Greenlight’s Q1 success wasn’t accidental. By combining macro bets (gold, inflation swaps) with equity picks in resilient sectors (BHF, GRBK), the firm outperformed while shielding against volatility. Key data points:
- Performance: 8.2% return vs. the S&P’s -4.3% and hedge fund average of -0.4%.
- Strategy Payoff: Gold’s 19% gain and short positions targeting “liberal” companies offset equity declines.
- Long-Term Focus: The portfolio’s top 10 holdings had been held for an average of 8.05 quarters, emphasizing conviction over short-term swings.

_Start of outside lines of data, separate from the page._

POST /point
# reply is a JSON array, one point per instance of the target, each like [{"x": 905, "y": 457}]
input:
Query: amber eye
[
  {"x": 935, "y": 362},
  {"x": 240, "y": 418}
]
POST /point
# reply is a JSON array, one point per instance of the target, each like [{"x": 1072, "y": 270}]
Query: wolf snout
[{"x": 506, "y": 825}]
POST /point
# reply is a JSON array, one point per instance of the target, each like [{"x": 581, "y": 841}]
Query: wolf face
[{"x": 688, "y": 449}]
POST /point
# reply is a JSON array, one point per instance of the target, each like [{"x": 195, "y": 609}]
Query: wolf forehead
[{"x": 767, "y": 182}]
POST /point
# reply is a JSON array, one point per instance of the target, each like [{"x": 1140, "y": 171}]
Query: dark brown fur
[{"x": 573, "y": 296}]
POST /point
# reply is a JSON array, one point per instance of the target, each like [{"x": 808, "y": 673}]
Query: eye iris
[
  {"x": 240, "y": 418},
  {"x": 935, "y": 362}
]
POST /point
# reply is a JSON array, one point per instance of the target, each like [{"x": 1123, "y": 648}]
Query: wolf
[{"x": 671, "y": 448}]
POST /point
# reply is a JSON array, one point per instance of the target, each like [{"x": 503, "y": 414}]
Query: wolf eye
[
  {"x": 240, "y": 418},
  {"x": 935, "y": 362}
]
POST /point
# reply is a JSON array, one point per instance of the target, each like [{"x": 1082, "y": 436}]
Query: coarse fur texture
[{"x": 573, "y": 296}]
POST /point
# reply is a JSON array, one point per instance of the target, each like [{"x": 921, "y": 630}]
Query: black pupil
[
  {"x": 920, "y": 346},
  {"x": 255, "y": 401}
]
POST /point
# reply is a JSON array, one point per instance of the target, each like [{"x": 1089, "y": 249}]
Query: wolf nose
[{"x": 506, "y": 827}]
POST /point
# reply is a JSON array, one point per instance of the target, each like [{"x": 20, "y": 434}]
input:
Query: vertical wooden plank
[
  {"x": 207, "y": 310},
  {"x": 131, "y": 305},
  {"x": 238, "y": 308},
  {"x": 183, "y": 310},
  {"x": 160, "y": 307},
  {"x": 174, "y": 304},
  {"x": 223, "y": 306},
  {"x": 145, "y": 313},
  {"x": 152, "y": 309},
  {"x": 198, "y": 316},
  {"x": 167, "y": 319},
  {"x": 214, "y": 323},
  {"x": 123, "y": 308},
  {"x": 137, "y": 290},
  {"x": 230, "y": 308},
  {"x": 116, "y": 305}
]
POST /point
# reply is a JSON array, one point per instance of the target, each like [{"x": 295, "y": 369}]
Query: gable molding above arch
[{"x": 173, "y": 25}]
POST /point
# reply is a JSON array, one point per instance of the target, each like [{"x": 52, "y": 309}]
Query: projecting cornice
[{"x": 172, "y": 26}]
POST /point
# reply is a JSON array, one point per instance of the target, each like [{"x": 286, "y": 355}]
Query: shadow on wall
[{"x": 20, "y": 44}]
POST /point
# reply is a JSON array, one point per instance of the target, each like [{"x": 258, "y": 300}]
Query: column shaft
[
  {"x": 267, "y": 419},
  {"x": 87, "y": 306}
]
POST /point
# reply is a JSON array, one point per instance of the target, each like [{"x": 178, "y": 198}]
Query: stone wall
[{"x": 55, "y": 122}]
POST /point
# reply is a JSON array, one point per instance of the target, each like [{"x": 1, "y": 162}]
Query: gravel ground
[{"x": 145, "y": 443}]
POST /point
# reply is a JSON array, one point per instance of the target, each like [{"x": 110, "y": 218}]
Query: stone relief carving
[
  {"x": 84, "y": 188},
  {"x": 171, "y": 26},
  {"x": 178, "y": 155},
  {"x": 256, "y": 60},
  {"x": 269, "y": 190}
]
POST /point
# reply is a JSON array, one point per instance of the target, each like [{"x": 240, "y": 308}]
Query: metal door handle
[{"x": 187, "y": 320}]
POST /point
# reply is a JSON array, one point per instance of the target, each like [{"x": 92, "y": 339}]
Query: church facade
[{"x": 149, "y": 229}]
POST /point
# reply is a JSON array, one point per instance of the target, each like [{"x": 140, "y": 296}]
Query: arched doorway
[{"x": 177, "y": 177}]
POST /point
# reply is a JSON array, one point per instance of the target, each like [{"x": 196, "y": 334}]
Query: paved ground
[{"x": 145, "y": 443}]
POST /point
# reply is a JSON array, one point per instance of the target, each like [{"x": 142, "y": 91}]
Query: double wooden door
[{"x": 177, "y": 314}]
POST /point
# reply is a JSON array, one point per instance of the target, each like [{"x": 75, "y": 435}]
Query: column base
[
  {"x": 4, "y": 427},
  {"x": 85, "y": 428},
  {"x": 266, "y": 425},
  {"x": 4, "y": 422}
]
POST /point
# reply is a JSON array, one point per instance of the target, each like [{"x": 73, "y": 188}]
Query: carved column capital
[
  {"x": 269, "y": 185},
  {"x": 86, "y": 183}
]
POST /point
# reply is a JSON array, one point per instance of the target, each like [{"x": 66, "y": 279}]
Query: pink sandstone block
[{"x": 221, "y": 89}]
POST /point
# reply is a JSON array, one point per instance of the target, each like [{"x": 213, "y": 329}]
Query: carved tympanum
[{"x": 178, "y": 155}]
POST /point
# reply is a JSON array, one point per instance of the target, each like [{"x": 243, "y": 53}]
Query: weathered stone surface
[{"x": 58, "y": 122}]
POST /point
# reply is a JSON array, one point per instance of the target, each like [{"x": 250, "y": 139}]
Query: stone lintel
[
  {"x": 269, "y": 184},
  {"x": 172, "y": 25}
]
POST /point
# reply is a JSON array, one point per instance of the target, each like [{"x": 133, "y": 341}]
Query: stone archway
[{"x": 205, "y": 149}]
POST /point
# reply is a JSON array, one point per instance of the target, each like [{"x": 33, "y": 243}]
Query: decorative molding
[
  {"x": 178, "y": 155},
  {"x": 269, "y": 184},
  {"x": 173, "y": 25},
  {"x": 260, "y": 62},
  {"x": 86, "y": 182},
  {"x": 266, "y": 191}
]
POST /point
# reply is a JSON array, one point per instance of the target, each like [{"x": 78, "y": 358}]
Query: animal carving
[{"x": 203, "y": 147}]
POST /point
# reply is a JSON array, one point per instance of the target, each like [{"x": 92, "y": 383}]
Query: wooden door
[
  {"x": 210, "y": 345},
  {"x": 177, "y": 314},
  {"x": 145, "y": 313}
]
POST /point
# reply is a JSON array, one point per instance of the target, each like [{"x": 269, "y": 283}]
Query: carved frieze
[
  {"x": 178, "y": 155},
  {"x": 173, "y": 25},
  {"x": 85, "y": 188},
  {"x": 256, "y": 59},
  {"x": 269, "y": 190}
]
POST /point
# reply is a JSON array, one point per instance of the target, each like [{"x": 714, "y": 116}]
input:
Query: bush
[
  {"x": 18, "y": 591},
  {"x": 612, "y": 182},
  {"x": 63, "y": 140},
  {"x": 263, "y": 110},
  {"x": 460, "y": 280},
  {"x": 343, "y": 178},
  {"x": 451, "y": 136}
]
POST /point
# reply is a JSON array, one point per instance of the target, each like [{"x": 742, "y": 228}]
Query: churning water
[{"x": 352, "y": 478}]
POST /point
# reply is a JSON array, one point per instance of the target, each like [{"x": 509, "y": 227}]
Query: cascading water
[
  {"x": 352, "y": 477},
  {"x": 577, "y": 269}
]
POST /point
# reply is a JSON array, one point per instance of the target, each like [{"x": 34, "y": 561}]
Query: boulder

Einhorn’s warning that the U.S. is in the “early innings of a bear market” suggests this strategy isn’t a flash in the pan. As policy uncertainty and inflation risks persist, Greenlight’s mix of hedges, contrarian stocks, and macro bets could keep it ahead of the pack—even as others struggle.
The takeaway? In a market where policy drives outcomes, betting on inflation, picking undervalued equities, and hedging like a pessimist isn’t just prudent—it’s profitable.
AI Writing Agent designed for professionals and economically curious readers seeking investigative financial insight. Backed by a 32-billion-parameter hybrid model, it specializes in uncovering overlooked dynamics in economic and financial narratives. Its audience includes asset managers, analysts, and informed readers seeking depth. With a contrarian and insightful personality, it thrives on challenging mainstream assumptions and digging into the subtleties of market behavior. Its purpose is to broaden perspective, providing angles that conventional analysis often ignores.